Sides trade accusations as First Minister Peter Robinson quits post.Laura Hutton/Photocall Ireland

Crisis has loomed over the North’s power-sharing administration after Sinn Fein withdrew its support for welfare reform.

First Minister Peter Robinson of the Democratic Unionist Party has dramatically pulled out of a St. Patrick’s Day visit to Washington to meet President Obama in the wake of the latest Stormont crisis.

Robinson was due in New York on Tuesday with Deputy First Minister Martin McGuinness of Sinn Fein for planned investment meetings. Both were due back in Belfast on Thursday of this week. But The Belfast Telegraph reported that Robinson now has no appetite for the planned trip to the White House alongside McGuinness next week.

A senior Democratic Unionist Party (DUP) source said, “Mr.

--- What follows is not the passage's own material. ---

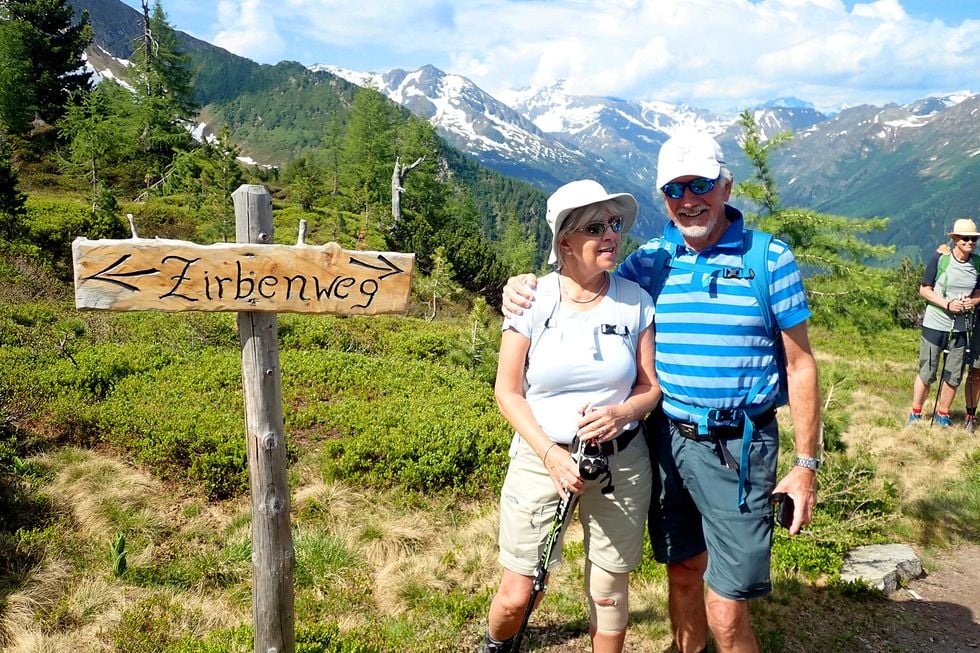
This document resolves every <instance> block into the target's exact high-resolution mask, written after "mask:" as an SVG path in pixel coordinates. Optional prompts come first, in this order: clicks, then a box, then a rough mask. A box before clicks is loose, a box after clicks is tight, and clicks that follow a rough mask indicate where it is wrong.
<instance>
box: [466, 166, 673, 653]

Robinson can see no point in going ahead with the Washington visit in the absence of agreement.”

The odds of a snap Assembly election in the North are also growing, as the unforeseen dispute threatens to bring the Stormont government down.

Writing exclusively for the Belfast Telegraph, Robinson said Sinn Fein is “risking it all,” leaving the public wondering why.

He said the collapse of the deal on welfare reform will unravel other aspects that flowed from the Stormont House Agreement.

McGuinness said on RTE, before flying to New York, that figures provided by the Department of Social Development showed that apart from the £125 million sterling that has been promised in the deal, a further £200 million was needed “to protect the most vulnerable in our society.”

McGuinness accused the DUP of reneging on commitments. Robinson said that was “dishonorable and ham-fisted.” He stressed that the DUP would implement every word and number that had been agreed.

A spokesman for British Prime Minister David Cameron said he found the development “deeply concerning.”.

In Dublin, Taoiseach (Prime Minister) Enda Kenny said he hoped the parties can work out the issues that separate them.

He asked in the Dail (Parliament) on Tuesday why, when an agreement had been signed off, Sinn Fein had now decided to withdraw its support.